Friday, May 21, 2010

Fresh spring, fresh start


It helps that I just returned from Brazil, buoyed by an amazing, once-in-a-lifetime adventure of travel, presenting to a crowd of somewhere between 1500 to 2000 people, all-expenses-paid, with a hotel room looking out the south hemisphere's version of the Atlantic Ocean, right across the street. I never dreamed anything like this opportunity would come to me in a million years. Even when it did, I couldn't believe it had. Now that it's over, and I'm back, it feels like a fabulous dream. Except that I have pictures of the trip, and a little trophy for presenting, so I know it must have been real.

I provided two presentations, each 40 minutes, through a translator. The first one was on the Neuromatrix model of pain, an the other was on dermoneuromodulation, my own version of manual therapy and an argument in favor of good handling based on nervous system considerations as opposed to structuralist and other mesodermal considerations.

I had a chance to speak up close and personal with a few of the English-speaking (much much) higher rollers in the profession, Paul Hodges and Sarah Mottram, and engage them in a fierce conversation or two.
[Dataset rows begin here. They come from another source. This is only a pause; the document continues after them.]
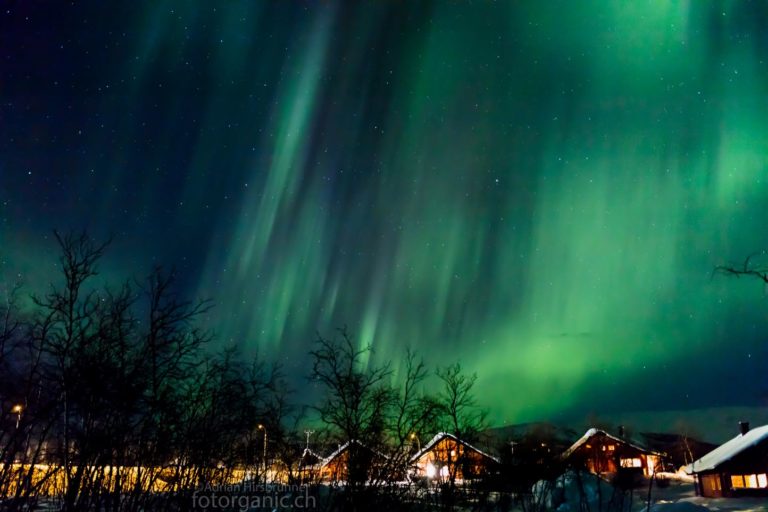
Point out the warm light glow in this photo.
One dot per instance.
(749, 481)
(631, 463)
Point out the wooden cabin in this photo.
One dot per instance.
(353, 457)
(309, 466)
(736, 468)
(602, 453)
(446, 456)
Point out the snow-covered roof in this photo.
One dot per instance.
(729, 450)
(442, 435)
(308, 454)
(344, 446)
(593, 432)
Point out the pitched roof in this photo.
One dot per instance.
(344, 446)
(593, 432)
(729, 450)
(442, 435)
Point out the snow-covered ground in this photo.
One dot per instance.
(681, 497)
(572, 491)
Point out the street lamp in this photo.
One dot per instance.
(262, 427)
(416, 438)
(16, 409)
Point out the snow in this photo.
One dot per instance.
(439, 436)
(593, 432)
(566, 494)
(728, 450)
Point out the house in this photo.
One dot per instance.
(446, 456)
(736, 468)
(602, 453)
(680, 449)
(309, 466)
(355, 458)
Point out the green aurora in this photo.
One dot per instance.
(537, 189)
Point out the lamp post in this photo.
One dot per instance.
(262, 427)
(16, 409)
(416, 438)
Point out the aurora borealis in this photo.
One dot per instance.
(538, 189)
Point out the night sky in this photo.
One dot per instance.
(538, 189)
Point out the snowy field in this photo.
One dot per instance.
(580, 493)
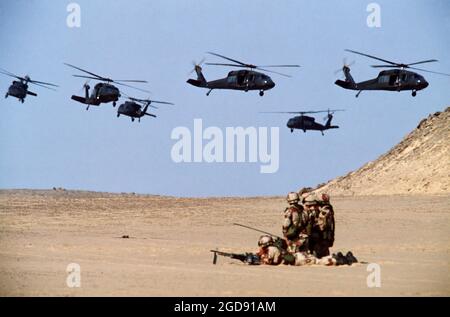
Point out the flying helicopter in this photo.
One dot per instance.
(133, 108)
(305, 123)
(243, 79)
(396, 79)
(103, 91)
(19, 89)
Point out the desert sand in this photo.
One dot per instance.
(167, 254)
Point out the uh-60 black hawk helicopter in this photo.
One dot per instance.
(397, 79)
(305, 123)
(104, 91)
(137, 108)
(244, 79)
(19, 89)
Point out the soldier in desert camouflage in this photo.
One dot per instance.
(321, 217)
(296, 225)
(270, 254)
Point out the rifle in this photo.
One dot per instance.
(279, 241)
(247, 258)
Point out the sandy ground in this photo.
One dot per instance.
(41, 232)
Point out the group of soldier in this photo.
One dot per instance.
(308, 234)
(308, 231)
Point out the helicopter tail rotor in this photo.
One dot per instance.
(197, 66)
(345, 67)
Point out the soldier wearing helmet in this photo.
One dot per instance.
(303, 193)
(268, 253)
(295, 224)
(322, 225)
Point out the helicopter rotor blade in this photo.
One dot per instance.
(88, 77)
(330, 111)
(272, 71)
(384, 66)
(221, 64)
(42, 83)
(162, 102)
(85, 71)
(230, 59)
(429, 71)
(140, 89)
(374, 57)
(5, 72)
(266, 66)
(34, 83)
(128, 81)
(423, 62)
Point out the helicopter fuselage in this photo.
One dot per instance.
(394, 80)
(131, 109)
(309, 123)
(243, 79)
(389, 80)
(104, 93)
(18, 89)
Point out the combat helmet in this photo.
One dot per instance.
(265, 241)
(292, 197)
(311, 199)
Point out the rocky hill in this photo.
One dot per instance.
(419, 164)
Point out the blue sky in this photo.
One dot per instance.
(51, 140)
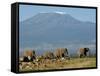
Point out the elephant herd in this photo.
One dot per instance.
(30, 55)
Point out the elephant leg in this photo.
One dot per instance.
(80, 55)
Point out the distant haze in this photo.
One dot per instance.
(48, 31)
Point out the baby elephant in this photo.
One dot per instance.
(61, 52)
(83, 52)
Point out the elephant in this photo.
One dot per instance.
(83, 52)
(48, 55)
(61, 52)
(29, 55)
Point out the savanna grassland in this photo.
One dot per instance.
(50, 64)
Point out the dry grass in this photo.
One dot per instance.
(59, 64)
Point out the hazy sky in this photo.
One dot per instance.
(83, 14)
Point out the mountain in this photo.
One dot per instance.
(55, 28)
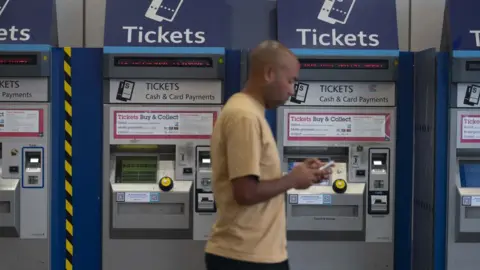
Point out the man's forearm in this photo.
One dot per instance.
(265, 190)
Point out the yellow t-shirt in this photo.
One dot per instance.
(243, 144)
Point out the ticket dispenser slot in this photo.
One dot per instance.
(205, 207)
(32, 167)
(9, 201)
(468, 200)
(140, 209)
(319, 213)
(379, 181)
(203, 188)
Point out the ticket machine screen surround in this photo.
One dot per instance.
(470, 173)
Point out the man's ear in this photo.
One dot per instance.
(269, 74)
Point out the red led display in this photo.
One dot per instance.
(197, 62)
(343, 64)
(18, 59)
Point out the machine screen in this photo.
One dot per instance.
(18, 59)
(151, 61)
(204, 158)
(136, 169)
(292, 162)
(343, 64)
(470, 174)
(473, 65)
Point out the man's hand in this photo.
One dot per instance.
(314, 163)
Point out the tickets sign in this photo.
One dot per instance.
(470, 129)
(26, 21)
(167, 23)
(338, 127)
(21, 123)
(338, 24)
(343, 94)
(166, 91)
(464, 24)
(163, 124)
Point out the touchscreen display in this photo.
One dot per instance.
(470, 174)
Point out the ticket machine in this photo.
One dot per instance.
(343, 110)
(159, 112)
(464, 165)
(25, 159)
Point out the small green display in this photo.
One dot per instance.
(137, 169)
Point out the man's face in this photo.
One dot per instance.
(280, 82)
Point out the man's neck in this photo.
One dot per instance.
(254, 92)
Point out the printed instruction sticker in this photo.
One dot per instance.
(21, 123)
(137, 197)
(163, 125)
(338, 126)
(313, 199)
(475, 201)
(470, 129)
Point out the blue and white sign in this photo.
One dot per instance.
(338, 24)
(464, 24)
(26, 21)
(167, 23)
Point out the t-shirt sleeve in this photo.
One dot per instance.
(244, 146)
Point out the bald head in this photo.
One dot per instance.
(273, 72)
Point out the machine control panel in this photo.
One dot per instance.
(205, 202)
(379, 181)
(32, 167)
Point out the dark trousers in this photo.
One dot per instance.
(215, 262)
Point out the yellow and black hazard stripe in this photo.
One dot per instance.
(67, 84)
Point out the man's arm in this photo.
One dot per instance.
(244, 151)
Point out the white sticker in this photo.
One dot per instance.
(343, 94)
(167, 124)
(475, 201)
(166, 91)
(338, 126)
(355, 161)
(137, 197)
(310, 199)
(468, 95)
(470, 128)
(19, 121)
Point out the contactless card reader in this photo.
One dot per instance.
(378, 186)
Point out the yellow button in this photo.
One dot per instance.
(340, 183)
(166, 181)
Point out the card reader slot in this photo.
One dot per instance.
(137, 209)
(325, 211)
(472, 212)
(5, 207)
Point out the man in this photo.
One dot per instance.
(250, 231)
Both of them are doing nice work, but work from a perspective that (too narrowly, in my opinion) targets only the voluntary efferent aspect of the multi-dimensional human nervous system and leaves out consideration of all its afferent aspects, handling only to "correct" somebody's posture, or to electrically "stimulate" some sort of observable and variable muscular response. Neither of these people have anything much to say about strategic deliberate handling of tissue or what the brain might think about that on all its multiple levels, so I suppose the conversations were mostly just flybys. They were entertaining though.. and these are sweet people - just not on any kind of resonant human primate social grooming level with me at all. In any way. Whatsoever. They believe (at least I gathered they do) that motor output is all there is or should be interesting in PT. The "movement specialist" thing. This to me indicates a seriously blinkered perspective which shrinks the interactive aspects of physiotherapy to "operator" stance only, and doesn't explicitly deal with somatosensory input or the kinds of (usually favorable, provided the nervous system isn't sick) changes, effects on pain perception, which can catalyze in a neuromatrix on multiple levels. Sarah commented that she thought my term "human primate social grooming" was "horrid." Alrighty then...

I have more blog posts to make about this fantastic adventure, and I will. I'll tell you all about Brazil from the vantage point of a human primate social groomer of exceedingly low rank in the greater human troop, who quite suddenly found herself being treated like a queen and knew not quite what to make of it all.

However, now I have to arrange to go back to Vancouver for 5 days, rent a car, dismantle what's left of my practice, deal with paperwork (never my fave), get rid of the "stuff" (treatment table, etc.), stow my patient files appropriately and legally with a PT in BC (already organized) until they have expired, visit the bookkeeper, pick up and file my income tax finally - I have til mid-June apparently.

This is all major organizing-cognitive hard drive stuff for me. I'm never very good at it, or at least I always feel completely incompetent at it, but I have to say I doubt I could have got any of it done the shape my cognitive hard drive was in a year ago or even half a year ago - it has been doing a lot better since moving back into sunshine. Now I can remember lists of items again, as long as they aren't very long. I can make plans again and execute them more seamlessly instead of just following my nose around and course-correcting by bumping into the walls of reality/social troop requirements. Things are looking up this year. Less stress, less depression, less pressure, less rain and fewer foggy grey days.

2 comments:

Ben Davies said...

Diane
I always followed many of your inputs to the NOIblog when i was up and running. Always found them very challenging and compelling. I'd love to know if you ever have any invites to speak in the UK.
all the best
Ben Davies

Diane Jacobs said...

Hi Ben,

The invitation to present in Brazil was the first one I ever received in my life and so far, the only one.
I've never been invited to speak in the UK, in other words.